O el de Cien años de soledad de Gabriel García Márquez:

"Sin embargo, antes de llegar al verso final ya había comprendido que no saldría jamás de ese cuarto, pues estaba previsto que la ciudad de los espejos (o los espejismos) sería arrasada por el viento y desterrada de la memoria de los hombres en el instante en que Aureliano Babilonia acabara de descifrar los pergaminos, y que todo lo escrito en ellos era irrepetible desde siempre y para siempre porque las estirpes condenadas a cien años de soledad no tenían una segunda oportunidad sobre la tierra".

Las grandes obras de la literatura universal no decepcionan en este sentido, la familia inicial de Ana Karenina de Tolstoi termina en un canto a tomar las riendas de la propia vida:

"Pero a partir de hoy mi vida, toda mi vida, independientemente de lo que pueda pasar, no será ya irrazonable, no carecerá de sentido como hasta ahora, sino que en todos y en cada uno de sus momentos poseerá el sentido indudable del bien, que yo soy dueño de infundir en ella".

El de Crimen y Castigo de Fiódor M. Dostoievski tiene es regusto de principio encubierto:
"Pero aquí empieza otra historia, la de la lenta renovación de un hombre, la de su regeneración progresiva, su paso gradual de un mundo a otro y su conocimiento escalonado de una realidad totalmente ignorada.

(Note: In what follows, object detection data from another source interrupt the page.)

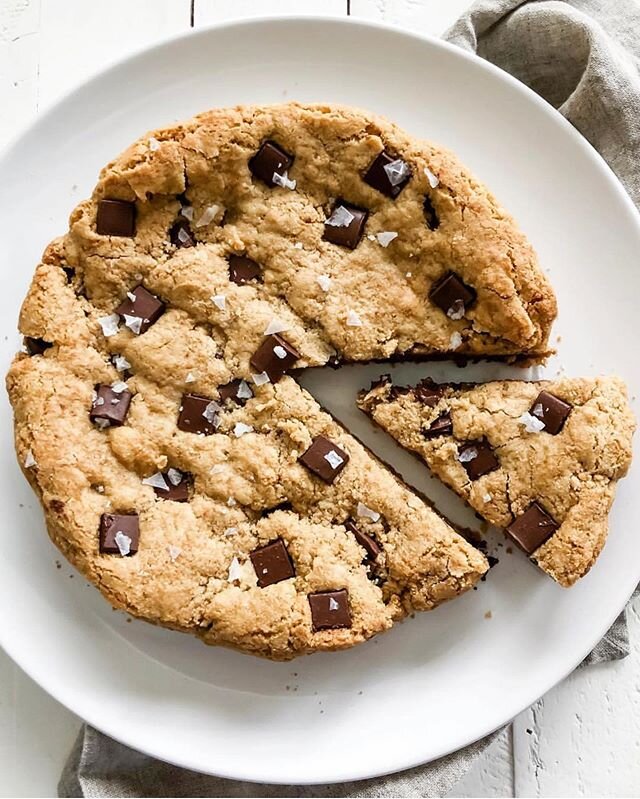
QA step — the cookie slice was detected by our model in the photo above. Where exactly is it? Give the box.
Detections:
[358,377,635,587]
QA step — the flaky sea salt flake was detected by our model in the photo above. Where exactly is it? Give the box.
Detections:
[264,317,289,336]
[124,314,142,336]
[113,530,131,558]
[518,411,544,433]
[424,166,440,189]
[324,449,344,469]
[202,400,222,427]
[236,380,253,399]
[271,172,296,191]
[383,158,411,186]
[449,330,462,350]
[167,468,182,485]
[98,314,120,338]
[356,502,380,522]
[458,447,478,463]
[227,557,242,583]
[233,422,253,438]
[325,205,355,227]
[142,472,169,491]
[113,355,131,372]
[251,372,271,386]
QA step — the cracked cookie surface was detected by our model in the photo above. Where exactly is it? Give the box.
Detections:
[358,377,635,587]
[13,104,592,659]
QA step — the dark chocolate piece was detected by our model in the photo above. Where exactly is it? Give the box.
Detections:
[249,333,300,383]
[99,513,140,556]
[96,200,136,238]
[529,391,571,436]
[429,272,476,319]
[228,255,262,286]
[249,141,293,188]
[308,588,351,632]
[153,469,190,502]
[298,436,349,483]
[89,383,132,428]
[344,519,382,561]
[249,538,296,588]
[362,150,411,199]
[23,336,53,355]
[458,439,500,480]
[422,411,452,438]
[507,502,559,555]
[218,380,253,405]
[178,394,220,436]
[413,377,445,408]
[169,219,197,247]
[116,286,165,335]
[322,200,369,250]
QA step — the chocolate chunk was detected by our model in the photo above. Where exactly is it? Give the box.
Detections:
[422,411,452,438]
[429,272,476,319]
[249,333,300,383]
[249,538,296,588]
[218,380,253,405]
[344,519,382,561]
[322,200,369,250]
[99,513,140,556]
[308,588,351,632]
[458,439,500,480]
[298,436,349,483]
[116,286,165,335]
[178,394,220,436]
[422,196,440,230]
[529,391,571,436]
[229,255,262,286]
[96,200,136,238]
[413,377,446,408]
[363,150,411,199]
[249,141,293,188]
[507,502,559,555]
[89,383,132,428]
[23,336,53,355]
[169,219,197,247]
[153,469,191,502]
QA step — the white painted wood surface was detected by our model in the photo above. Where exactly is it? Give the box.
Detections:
[0,0,640,797]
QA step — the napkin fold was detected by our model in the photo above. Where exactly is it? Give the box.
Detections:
[58,0,640,797]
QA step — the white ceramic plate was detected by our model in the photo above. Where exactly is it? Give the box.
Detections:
[0,14,640,783]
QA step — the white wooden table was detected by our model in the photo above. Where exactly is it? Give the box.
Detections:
[0,0,640,797]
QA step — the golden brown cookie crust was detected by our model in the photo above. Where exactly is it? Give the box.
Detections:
[7,103,556,659]
[358,377,636,587]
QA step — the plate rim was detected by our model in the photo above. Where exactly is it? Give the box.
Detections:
[0,14,640,785]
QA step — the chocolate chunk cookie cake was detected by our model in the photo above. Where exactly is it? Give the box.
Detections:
[7,104,556,659]
[358,377,635,587]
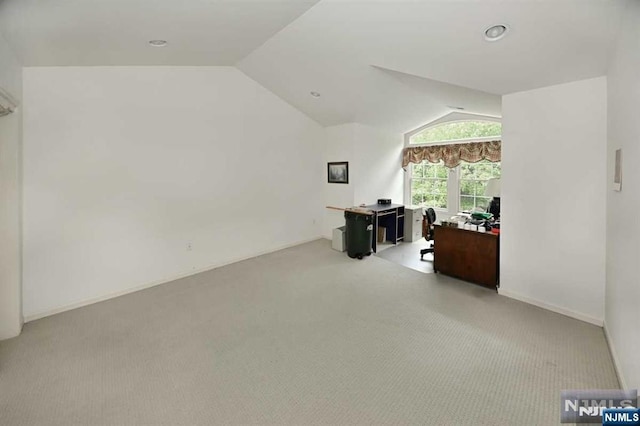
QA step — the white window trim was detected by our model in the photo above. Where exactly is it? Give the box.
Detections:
[404,112,502,147]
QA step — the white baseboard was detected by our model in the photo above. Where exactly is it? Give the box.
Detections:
[24,236,322,323]
[499,288,604,327]
[603,322,628,389]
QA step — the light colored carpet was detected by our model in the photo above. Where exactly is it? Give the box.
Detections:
[0,240,618,425]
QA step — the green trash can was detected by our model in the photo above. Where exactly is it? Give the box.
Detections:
[344,210,373,259]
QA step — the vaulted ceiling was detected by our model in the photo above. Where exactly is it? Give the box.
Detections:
[0,0,631,132]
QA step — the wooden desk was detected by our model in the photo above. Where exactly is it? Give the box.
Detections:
[363,204,404,253]
[433,225,500,289]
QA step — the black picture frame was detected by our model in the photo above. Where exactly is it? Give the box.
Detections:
[327,161,349,183]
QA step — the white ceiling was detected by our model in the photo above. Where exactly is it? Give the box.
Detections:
[0,0,631,132]
[0,0,318,66]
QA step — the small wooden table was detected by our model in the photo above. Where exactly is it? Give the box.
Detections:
[433,225,500,290]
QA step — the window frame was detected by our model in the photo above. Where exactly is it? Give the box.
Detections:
[403,112,502,214]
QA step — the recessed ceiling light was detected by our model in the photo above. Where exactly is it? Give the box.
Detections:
[149,40,167,47]
[484,24,509,41]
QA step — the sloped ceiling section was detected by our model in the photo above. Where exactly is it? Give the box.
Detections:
[237,0,625,132]
[0,0,637,132]
[0,0,318,66]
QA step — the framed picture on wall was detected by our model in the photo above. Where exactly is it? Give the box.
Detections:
[613,149,622,191]
[327,161,349,183]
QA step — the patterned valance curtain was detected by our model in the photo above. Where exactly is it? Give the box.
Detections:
[402,141,502,169]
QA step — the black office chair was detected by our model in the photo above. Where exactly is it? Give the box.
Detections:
[420,207,436,260]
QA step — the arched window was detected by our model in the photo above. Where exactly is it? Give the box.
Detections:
[405,115,502,213]
[409,120,502,145]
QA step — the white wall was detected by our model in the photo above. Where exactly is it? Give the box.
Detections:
[24,67,324,319]
[0,33,22,340]
[500,77,607,325]
[353,124,404,205]
[322,123,403,238]
[605,2,640,389]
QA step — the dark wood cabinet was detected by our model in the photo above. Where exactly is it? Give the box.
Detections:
[433,225,500,288]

En todo esto habría materia para una nueva narración, pero la nuestra ha terminado".

Hay finales que nos subyugan por su belleza como el de Lolita de Vladimir Nabokov:

"Pienso en bisontes y ángeles, en el secreto de los pigmentos perdurables, en los sonetos proféticos, en el refugio del arte. Y ésta es la única inmortalidad que tú y yo podemos compartir, Lolita".

O el de El corazón de las tinieblas de Joseph Conrad:

"El mar estaba cubierto por una densa faja de nubes negras, y la tranquila corriente que llevaba a los últimos confines de la tierra fluía sombríamente bajo el cielo cubierto… Parecía conducir directamente al corazón de las inmensas tinieblas".

Otros, en cambio, no nos permiten eludir la áspera reflexión como el de La rebelión en la Granja de George Orwell:

"Los cerdos y los humanos continuaron con su juego de cartas mientras los demás animales se alejaban de la ventana. Pero, poco después, los sonidos de una pelea los llevaron a asomarse de nuevo por la ventana. Napoleón y Pilkington habían jugado el as de espadas a la vez y cada uno había acusado al otro de hacer trampa. Los animales, que seguían viendo por la ventana, se dieron cuenta de que, si le echaban un vistazo a toda la escena que se desarrollaba dentro de la casa, ya no era posible distinguir quiénes eran los cerdos y quiénes eran los seres humanos".

Como escribía Camilo José Cela en el final de La familia de Pascual Duarte:

¿Qué más podría yo añadir a lo dicho por estos señores?